A major student-satisfaction initiative aims to empower students to complete their education at Regent University (RU). The new “Center for Student Happiness” (CSH) combines an engagement team, call center and coaching team to provide students with resources to help them succeed. The initiative, which comes after research, discussion and training for student retention, provides a friendly face for students from Regent’s caring community of faculty and staff.
“The Retention Revolution ignited by Chancellor Robertson’s establishment of the CSH is to limit every obstacle that would keep our students from finishing well what they have dreamed to be and do through their entrance at RU,” said Dr. Joseph Umidi, executive vice president for student life. “Though every University knows the economic impact of higher retention rates, Regent understands it as a core Christian value of 1 Corinthians 13 love; the more excellent way to build a great Christian University.”
Student retention is a top priority for Regent University’s leadership. Kyle Graham has been tasked with piecing the new CSH together to provide students with a personal resource to keep them engaged academically, socially and spiritually. It comes after much student engagement and satisfaction research.
“Retention is the responsibility of every person in every school,” said Graham, director of the new center. “Our institution has a great heart, and we want to put that out there. We want to know our students and their stories and be part of their lives.”
Studies show that nationwide, schools lose about 25 percent of their first-year students and another 20 percent of second-year students. Regent’s new center is designed to increase the quality of the student’s academic and life experience at Regent, resulting in higher fulfillment and retention rates in every degree program. People working in the center plan to fulfill this purpose by serving as happy, helpful and knowledgeable listeners.

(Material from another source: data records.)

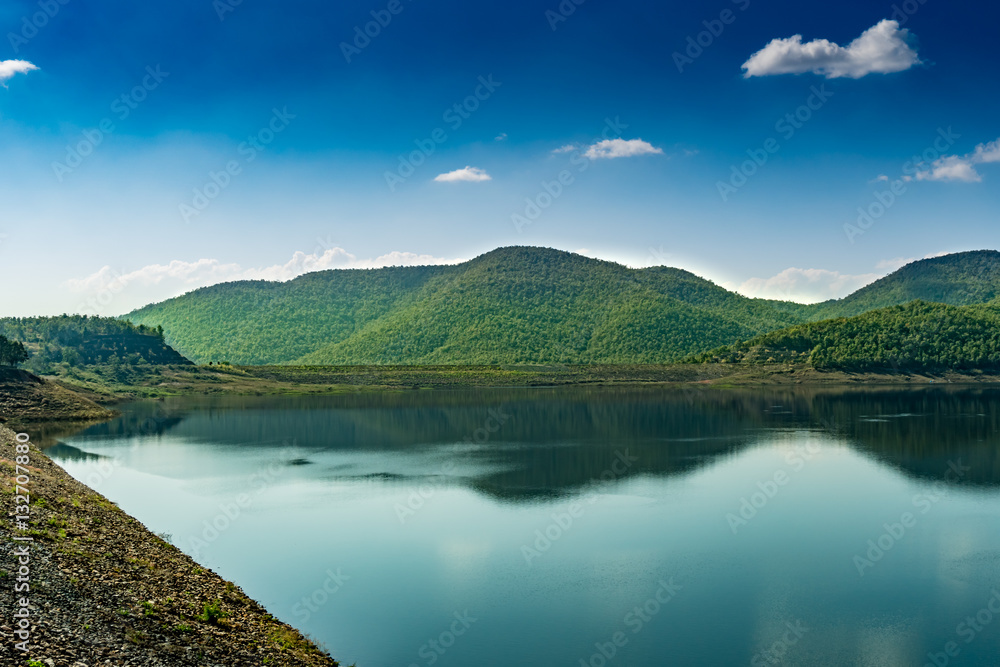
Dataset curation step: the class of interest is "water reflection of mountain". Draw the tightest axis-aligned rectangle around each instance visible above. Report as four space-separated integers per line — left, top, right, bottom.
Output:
47 386 1000 501
43 441 109 462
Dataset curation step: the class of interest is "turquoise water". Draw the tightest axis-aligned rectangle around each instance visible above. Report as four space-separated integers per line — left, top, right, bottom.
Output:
46 387 1000 666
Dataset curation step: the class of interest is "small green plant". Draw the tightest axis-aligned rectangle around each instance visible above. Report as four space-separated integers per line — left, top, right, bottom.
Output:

The new initiative will expand new student orientation programming, implement a new success peer coaching program, and offer large-scale trainings. To accomplish this, the center is researching key retention behaviors of colleges and universities with a retention rate of 85 percent or higher. The new student coaching component will offer students resources based on a self-assessment questionnaire, as well as free appointments with trained coaches to discuss academic success, life success skills, life perspective and self-leadership. It will also oversee the existing Regent C.A.R.E.S. hotline.
“When Regent started the hotline in 2012, it was pretty unusual to have a 24 hour support center,” said Graham. “It is unique that we have a resource for care and prayer. It’s not just about solving a problem, but listening, finding what needs to be accomplished, and helping students take the next step.”
Regent C.A.R.E.S. estimates it will answer 40,000 student calls this coming academic year. Under the new initiative, Regent C.A.R.E.S. staff will also place an additional 18,000 calls to welcome students, listen to their concerns and see if they have any questions.
The success center starts August 24 at the beginning of the fall semester. Graham says this will be the first visible new initiative for the center. The student coaching initiative will offer free coaching appointments with students face-to-face, by phone or online through Blackboard Collaborate.